Komposisi tersebut adalah Bakutiko, Pupuik Lambok, Sijobang, SIkudarang dan Sirompak. Mereka mengembangkan komposisi dari sebuah proses eksplorasi melodi dan ritme berbasis reportoire dari tradisi musik di Minangkabau.
Dalam komposisi Bakutiko misalnya, mereka memfokuskan diri pada instrumen Saluang, yang berbentuk seperti flute. Dengan vokal dan tambahan Bansi flute dan perkusi seperti taleompok, tamborin dan jembe. Pada kesempatan lain, mereka menggunakan flute, indang (vokal) dan ditambahkan dengan gandang jin (drum yang besar), jembe, canang dan aguang (gong kecil) yang ditambahkan dengan kecapi. Mereka pun menggunakan berbagai scale didalam mengolah karya mereka.
Edy Utama dalam penjelasannya merasa gembira bahwa ternyata upaya mereka tidak sia-sia. Sejumlah tawaran datang dari beberapa negara, sebut saja Belanda, Finlandia dan Swedia. Sehingga kenyataan ini membuat legitimasi bahwa kegiatan Borneo World Music Expo memang memberikan impact kepada kelompok seni dari Asia Tenggara khususnya Padang, bisa berbicara dalam forum internasional di masa mendatang.
Satu hal yang menarik, bahwa kelompok yang telah didirikan sejak tahun 1998 ini justru memulai debutnya dari Jerman dengan merilis album pada tahun 1999. Sebuah konser di Tanzund Folkfest di Rudolstadt digelar dan disusul sebuah rilisan album berttel Klange der Nacht – Sounds of the Night.
Hingga saat ini Talago Buni telah tampil di sejumlah festival antara lain Bali World Music Festival (2002), Solo International EThnic Music Festival (2007) Saahlunto International Music Festival (2010).
***
Sejumlah performer lain yang juga menarik perhatian antara lain Palsandae (Korea Selatan), Sandip Chatterjee (India), Rhythm in Bronze dan Akasha (Malaysia).

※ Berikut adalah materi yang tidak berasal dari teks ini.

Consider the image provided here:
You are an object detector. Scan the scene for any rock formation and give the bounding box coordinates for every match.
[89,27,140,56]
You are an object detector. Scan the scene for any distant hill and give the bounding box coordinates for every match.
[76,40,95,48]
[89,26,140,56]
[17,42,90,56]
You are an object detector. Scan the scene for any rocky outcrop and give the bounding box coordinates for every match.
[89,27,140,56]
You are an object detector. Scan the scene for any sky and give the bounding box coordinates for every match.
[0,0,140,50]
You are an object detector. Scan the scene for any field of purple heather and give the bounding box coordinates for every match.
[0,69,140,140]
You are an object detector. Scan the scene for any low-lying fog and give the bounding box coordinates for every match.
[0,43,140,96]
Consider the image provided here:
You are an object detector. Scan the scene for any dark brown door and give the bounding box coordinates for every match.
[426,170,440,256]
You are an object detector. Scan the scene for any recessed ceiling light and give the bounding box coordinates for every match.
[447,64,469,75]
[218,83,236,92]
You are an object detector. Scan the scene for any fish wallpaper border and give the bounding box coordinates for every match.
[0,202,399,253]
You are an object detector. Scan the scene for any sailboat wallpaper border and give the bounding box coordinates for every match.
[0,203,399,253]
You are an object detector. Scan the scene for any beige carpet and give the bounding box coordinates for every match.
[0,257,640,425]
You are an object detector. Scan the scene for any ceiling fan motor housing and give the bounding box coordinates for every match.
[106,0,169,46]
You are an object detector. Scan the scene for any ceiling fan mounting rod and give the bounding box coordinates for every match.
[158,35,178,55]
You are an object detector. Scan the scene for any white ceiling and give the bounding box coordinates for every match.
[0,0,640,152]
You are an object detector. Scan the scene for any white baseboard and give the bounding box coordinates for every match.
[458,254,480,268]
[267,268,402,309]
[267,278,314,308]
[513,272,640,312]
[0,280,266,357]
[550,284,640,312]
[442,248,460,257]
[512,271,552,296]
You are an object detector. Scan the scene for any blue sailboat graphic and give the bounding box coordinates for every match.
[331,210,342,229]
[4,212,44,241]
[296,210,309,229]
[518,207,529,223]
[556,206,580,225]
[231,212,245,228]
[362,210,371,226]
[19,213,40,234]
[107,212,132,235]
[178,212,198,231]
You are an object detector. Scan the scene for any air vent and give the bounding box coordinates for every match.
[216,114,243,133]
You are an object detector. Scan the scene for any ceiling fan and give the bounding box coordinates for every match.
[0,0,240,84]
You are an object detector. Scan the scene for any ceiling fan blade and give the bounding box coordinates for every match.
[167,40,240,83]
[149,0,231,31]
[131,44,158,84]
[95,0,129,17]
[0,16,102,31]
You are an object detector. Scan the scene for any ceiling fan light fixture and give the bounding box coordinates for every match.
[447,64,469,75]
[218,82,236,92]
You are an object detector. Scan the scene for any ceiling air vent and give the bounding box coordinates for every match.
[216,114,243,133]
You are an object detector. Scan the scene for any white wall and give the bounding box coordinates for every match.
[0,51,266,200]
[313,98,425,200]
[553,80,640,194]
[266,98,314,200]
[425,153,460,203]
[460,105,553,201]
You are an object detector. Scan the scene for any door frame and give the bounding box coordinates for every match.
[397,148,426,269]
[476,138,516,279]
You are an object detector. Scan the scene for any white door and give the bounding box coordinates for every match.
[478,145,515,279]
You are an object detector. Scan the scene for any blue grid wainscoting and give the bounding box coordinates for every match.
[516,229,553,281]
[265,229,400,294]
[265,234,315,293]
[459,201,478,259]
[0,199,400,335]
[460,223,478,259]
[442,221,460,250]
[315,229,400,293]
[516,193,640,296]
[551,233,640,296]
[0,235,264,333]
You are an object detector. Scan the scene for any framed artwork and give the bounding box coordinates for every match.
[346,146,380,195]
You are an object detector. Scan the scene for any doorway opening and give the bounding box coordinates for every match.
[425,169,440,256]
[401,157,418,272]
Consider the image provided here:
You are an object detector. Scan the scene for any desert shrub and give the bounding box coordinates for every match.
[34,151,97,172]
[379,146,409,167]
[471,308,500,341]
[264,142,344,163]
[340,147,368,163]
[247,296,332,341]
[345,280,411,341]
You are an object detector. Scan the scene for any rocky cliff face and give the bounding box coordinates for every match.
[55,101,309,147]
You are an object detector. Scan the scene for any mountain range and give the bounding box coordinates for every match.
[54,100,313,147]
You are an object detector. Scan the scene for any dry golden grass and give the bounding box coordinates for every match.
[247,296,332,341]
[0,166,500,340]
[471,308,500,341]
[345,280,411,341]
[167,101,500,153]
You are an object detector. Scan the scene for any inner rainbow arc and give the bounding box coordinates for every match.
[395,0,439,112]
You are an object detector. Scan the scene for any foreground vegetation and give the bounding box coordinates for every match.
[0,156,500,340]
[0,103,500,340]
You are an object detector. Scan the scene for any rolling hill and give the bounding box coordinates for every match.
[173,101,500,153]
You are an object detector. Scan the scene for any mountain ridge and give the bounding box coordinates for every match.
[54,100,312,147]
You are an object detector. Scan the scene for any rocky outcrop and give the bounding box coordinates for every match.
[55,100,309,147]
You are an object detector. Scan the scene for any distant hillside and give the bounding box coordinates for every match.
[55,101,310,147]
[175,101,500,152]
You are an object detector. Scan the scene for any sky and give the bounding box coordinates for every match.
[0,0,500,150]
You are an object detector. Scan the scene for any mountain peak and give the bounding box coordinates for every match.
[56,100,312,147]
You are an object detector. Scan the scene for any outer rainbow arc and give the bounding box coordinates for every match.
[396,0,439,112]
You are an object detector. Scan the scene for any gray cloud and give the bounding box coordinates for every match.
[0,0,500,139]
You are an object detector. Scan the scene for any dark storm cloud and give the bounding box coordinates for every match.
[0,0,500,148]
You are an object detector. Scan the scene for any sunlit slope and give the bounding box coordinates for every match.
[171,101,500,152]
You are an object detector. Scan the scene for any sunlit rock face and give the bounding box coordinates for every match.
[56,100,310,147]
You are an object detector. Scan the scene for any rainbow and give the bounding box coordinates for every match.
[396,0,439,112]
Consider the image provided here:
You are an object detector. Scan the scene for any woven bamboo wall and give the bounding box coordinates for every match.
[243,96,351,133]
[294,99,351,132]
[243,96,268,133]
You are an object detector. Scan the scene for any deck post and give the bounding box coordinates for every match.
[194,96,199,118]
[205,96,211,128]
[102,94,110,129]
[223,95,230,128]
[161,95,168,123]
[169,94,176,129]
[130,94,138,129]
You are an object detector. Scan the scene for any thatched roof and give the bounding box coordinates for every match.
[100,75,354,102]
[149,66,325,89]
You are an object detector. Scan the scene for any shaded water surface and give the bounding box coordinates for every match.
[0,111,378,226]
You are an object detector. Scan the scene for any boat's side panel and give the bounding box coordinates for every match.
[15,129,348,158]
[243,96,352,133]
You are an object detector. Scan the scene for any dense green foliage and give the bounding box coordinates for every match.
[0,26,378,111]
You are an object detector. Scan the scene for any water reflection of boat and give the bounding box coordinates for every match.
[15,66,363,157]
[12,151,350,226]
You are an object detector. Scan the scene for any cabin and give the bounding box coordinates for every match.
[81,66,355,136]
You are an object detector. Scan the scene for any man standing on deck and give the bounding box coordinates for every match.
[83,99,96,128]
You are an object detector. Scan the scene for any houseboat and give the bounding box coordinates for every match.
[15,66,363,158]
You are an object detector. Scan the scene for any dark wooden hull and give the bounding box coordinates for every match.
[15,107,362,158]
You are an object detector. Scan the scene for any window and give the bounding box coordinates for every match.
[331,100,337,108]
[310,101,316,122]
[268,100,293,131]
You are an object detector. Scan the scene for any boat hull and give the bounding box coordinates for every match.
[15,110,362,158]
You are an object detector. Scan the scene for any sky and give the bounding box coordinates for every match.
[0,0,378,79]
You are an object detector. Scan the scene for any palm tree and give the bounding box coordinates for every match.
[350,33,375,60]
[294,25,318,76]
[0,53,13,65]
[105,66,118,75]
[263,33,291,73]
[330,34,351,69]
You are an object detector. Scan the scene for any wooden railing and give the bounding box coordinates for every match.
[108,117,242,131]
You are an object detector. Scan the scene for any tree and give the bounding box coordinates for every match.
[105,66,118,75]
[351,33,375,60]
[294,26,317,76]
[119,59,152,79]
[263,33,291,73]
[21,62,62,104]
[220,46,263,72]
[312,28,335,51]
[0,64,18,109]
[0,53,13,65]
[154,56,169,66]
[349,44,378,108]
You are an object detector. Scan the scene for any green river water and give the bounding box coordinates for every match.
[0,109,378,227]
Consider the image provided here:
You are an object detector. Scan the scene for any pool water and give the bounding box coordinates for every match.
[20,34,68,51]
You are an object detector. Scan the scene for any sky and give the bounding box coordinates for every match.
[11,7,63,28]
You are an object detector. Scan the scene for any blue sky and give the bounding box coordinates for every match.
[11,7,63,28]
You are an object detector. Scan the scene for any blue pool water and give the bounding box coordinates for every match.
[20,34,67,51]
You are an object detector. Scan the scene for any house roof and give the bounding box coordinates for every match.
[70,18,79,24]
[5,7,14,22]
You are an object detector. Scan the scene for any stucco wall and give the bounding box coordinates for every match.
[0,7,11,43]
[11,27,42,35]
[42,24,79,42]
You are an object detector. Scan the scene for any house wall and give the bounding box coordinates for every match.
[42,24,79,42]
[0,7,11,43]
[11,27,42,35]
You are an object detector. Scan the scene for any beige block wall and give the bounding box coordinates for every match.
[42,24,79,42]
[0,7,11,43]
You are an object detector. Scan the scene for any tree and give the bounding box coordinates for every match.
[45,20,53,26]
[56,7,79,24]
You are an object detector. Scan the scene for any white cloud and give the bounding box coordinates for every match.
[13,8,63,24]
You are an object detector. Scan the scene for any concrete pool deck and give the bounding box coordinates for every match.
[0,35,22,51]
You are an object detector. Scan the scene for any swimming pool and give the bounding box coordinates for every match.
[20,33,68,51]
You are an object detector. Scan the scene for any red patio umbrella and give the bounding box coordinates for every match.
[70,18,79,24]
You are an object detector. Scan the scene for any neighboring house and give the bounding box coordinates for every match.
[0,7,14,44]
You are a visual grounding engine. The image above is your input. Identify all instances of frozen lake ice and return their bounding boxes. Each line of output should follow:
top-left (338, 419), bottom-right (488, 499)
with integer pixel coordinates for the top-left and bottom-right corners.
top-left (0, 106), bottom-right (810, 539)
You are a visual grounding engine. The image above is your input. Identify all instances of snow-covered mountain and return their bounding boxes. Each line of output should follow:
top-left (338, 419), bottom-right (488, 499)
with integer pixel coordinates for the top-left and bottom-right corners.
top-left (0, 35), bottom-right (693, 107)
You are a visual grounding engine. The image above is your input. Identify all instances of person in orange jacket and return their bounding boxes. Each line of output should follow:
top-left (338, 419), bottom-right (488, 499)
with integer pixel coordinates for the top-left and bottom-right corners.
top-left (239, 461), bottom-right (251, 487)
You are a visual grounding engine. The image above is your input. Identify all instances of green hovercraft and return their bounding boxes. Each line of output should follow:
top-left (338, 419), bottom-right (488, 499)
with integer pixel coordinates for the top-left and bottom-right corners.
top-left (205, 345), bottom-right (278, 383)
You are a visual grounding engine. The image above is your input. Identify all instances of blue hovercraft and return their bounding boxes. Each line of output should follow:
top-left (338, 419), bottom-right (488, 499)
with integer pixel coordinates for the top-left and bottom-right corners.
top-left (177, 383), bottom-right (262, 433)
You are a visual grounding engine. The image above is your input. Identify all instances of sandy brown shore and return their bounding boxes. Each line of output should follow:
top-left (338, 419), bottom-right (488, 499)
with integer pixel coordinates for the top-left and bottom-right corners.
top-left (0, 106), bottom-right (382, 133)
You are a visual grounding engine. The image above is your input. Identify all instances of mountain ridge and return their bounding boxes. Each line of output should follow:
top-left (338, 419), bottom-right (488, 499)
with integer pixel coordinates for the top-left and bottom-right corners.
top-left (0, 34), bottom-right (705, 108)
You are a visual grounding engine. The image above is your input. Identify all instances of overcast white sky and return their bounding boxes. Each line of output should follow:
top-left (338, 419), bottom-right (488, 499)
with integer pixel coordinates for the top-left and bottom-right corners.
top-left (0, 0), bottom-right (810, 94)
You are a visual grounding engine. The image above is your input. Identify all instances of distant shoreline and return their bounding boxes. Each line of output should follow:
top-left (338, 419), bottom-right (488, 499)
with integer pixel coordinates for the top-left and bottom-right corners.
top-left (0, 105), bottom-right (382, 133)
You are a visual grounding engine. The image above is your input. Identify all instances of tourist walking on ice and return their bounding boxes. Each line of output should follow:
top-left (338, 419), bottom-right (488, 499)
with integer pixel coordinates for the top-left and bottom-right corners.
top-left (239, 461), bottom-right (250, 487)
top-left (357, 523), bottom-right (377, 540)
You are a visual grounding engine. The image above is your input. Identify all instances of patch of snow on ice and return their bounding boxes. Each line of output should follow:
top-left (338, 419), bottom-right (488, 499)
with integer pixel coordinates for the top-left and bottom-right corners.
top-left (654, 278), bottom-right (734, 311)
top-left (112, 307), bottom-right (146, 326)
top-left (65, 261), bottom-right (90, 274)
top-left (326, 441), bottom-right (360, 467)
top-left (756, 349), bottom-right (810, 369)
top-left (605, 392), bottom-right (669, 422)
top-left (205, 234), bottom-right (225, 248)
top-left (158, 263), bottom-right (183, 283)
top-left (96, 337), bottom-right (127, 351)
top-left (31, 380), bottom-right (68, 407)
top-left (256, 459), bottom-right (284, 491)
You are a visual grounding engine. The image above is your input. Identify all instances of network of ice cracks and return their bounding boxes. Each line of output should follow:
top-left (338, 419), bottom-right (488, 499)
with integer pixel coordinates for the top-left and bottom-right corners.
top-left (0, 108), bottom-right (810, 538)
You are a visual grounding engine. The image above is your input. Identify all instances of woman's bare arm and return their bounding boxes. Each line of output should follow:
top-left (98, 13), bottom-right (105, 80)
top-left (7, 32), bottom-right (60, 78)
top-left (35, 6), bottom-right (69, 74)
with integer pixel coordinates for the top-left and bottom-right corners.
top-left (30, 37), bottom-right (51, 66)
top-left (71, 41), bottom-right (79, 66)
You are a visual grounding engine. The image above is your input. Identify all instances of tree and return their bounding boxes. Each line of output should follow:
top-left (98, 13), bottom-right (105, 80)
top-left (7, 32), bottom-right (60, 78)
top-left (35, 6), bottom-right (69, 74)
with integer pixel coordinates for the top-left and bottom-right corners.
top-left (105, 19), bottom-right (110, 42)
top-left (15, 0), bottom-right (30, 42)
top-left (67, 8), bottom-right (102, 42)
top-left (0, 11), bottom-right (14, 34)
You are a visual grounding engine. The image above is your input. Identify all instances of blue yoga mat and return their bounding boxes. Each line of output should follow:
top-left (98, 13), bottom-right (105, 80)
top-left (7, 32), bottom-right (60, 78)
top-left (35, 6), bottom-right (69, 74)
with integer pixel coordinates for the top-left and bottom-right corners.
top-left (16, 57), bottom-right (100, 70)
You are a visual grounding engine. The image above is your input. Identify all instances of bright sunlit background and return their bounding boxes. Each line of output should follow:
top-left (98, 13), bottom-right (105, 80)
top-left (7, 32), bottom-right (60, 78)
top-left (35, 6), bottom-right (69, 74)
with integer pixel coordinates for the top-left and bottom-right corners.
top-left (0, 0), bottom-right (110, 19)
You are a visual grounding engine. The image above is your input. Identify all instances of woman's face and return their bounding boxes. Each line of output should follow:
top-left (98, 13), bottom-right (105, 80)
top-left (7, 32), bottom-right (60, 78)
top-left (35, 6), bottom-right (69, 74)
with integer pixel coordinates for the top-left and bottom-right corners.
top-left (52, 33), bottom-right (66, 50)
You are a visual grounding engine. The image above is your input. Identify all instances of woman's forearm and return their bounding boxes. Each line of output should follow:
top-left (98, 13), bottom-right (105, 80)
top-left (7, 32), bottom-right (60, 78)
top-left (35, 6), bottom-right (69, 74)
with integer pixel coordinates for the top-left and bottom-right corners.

Rhythm in Bronze menyajikan “Lagu Untuk Teman Lama” sebuah lagu yang berasal dari Bali dikomposisi oleh Gareth Farr untuk menggambarkan bagaiman ribut dan keos-nya mereka dalam latihan. Kelompok yang didirikan sejak tahun 1997 ini menggunakan set gamelan Tejasuara yang dibuat di Solo menggunakan laras pentatonis slendro. Sejumlah musisi pernah bekerjasama dengan Rhythm in Bronze, seperti Kevin Field dari Malaysian Philharmonic Orchestra, Adrian Lee dari UK, Roland Peelman dari Australia, I Wayan Rajeg dan Ben Pasaribu dari Indonesia.
Song Lee dari kelompok Palsandae (Korea Selatan) menjelaskan bahwa mereka menyajikan musik dan tarian yang merupakan ritual sejak jaman dahulu kala. Konsepnya adalah menyatukan antara “Spirits” dengan kehidupan sehari-hari para petani. Mereka menggunakan kostum putih-putih dengan selempang berwarna merah dan topi yang dihiasi pita panjang yang dapat digerakkan berputar-putar. Para prinsipnya, mereka berimprovisasi dengan musik dan kerap kali, komposisi atau karya yang dihadirkan bersifat dinamis dan baru diciptakan sepuluh menit sebelum konser dimulai.
Pada bagian lain Sandip Chatterjee memukau peserta BWME karena menyajikan instrumen kuno yang secara relatif justru tidak terlalu dikenal di negeri asalnya, India. Duet santoor dan Tabla (Prabhu Edouard) merupakan salah satu highlight expo.